El estalinismo, los nazis, los mormones, los Amish, los talibanes, el Ku kux klan... en realidad no importa demasiado, lo que hace la ciencia-ficción del corte orwelliano es dibujar sistemas de dominación perfectamente cerrados sobre sí mismos y donde el látigo y la horca son correlativos de una empresa de inmersión ideológica inspirada en las tiranías del lavado de cerebro del siglo XX tanto como en los inquisidores medievales.
Hay un error de partida en la distopía de Handmaid. El mundo -al menos el mundo occidental, y muy especialmente los USA- no está hoy dominado por los integristas religiosos ni por los mojigatos, sino por el capitalismo de las macrocorporaciones y el consumo. No es el adoctrinamiento ni la violencia intimidatoria del Gran Hermano de Orwell lo que define las jaulas contemporáneas. No niego que se vigile y castigue, que los ciudadanos estemos bajo observación y que, si pudieran, algunos lobbies de mojigatos prohibirían el sexo, mandarían a la hoguera a las libertinas y recuperarían los cinturones de castidad. El problema es que a estos, afortunadamente, ya no les hace caso ni el Santo Job y todos los miramos como a friquis. ¿Y Trump?

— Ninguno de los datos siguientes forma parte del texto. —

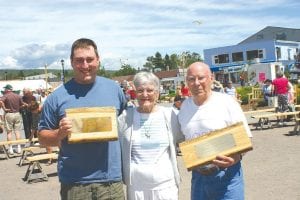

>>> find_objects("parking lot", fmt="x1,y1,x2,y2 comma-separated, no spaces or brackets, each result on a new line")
0,117,300,199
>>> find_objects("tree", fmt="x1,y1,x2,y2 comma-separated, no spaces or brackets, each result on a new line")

Es un enemigo de la democracia, desde luego... Detesta a la prensa libre y a las mujeres no serviles. Si le dejaran, acabaría con los servicios públicos y los derechos civiles, no tengo ninguna duda. Pero no nos engañemos: el mundo de Trump no es la República de Gilead, su mundo es el dinero, los reality-shows, los combates de catch, las putas, la ostentación hortera, la más absoluta arbitrariedad en el ejercicio del poder.. Por todo esto me extraña tanto que algunos expliquen el éxito de la serie por el impacto de la llegada al poder de Donald Trump.

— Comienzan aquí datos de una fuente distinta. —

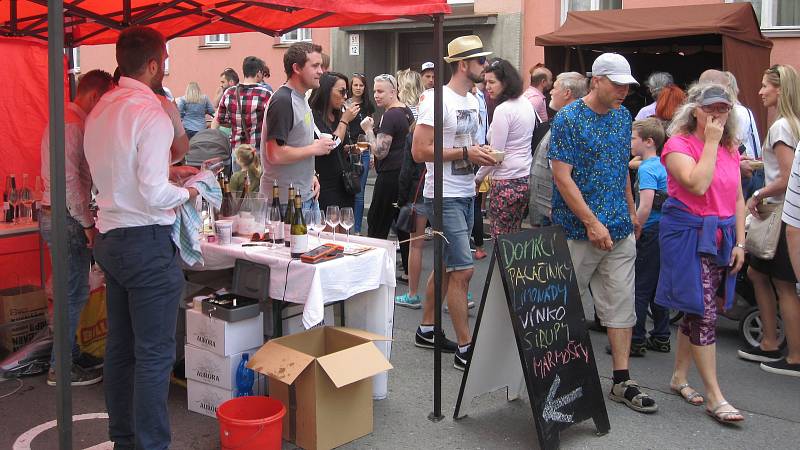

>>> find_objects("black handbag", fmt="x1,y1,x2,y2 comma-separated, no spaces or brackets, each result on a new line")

No temo a Gilead porque la tendencia del Poder no pasa hoy por reprimir opiniones o deseos... no es decir "No" a nuestros deseos ni hacernos cargar con mantras bíblicos que hoy no se creen más que los talibanes. No temo a Gilead porque en Gilead no hay ni sombra del capitalismo, que es el verdadero productor de pobreza, violencia y exclusión de nuestro tiempo. No se nos viene encima una dictadura puritana, no hace falta, por más que tenga mucho morbo en las novelas o en las teleseries. Todo es en realidad mucho más prosaico: a nadie le molesta que yo me exprese libremente y que disienta porque nadie va a hacerme caso. No les molesta que forniquemos, que seamos gays o que sustituyas las misas por el budismo o el reiki... siempre y cuando -claro está- lo que hagas se pueda traducir en mercancía vendible, es decir, en dólares.
No, amigos, el mal son la exclusión, la desigualdad, la ruptura de los vínculos comunitarios, la indiferencia o la impotencia política. No temo un Estado que me reprima o me vigile, lo que temo es ser abandonado, quedar viejo y enfermo sin seguro social...
No, no vamos a Gilead, vamos en todo caso a algo que se parece más a LA 19. Como le pasa a Roy, en nuestra mano está, siempre lo estuvo, la posibilidad de resistirnos:
"todos esos recuerdos se perderán, como lágrimas en la lluvia."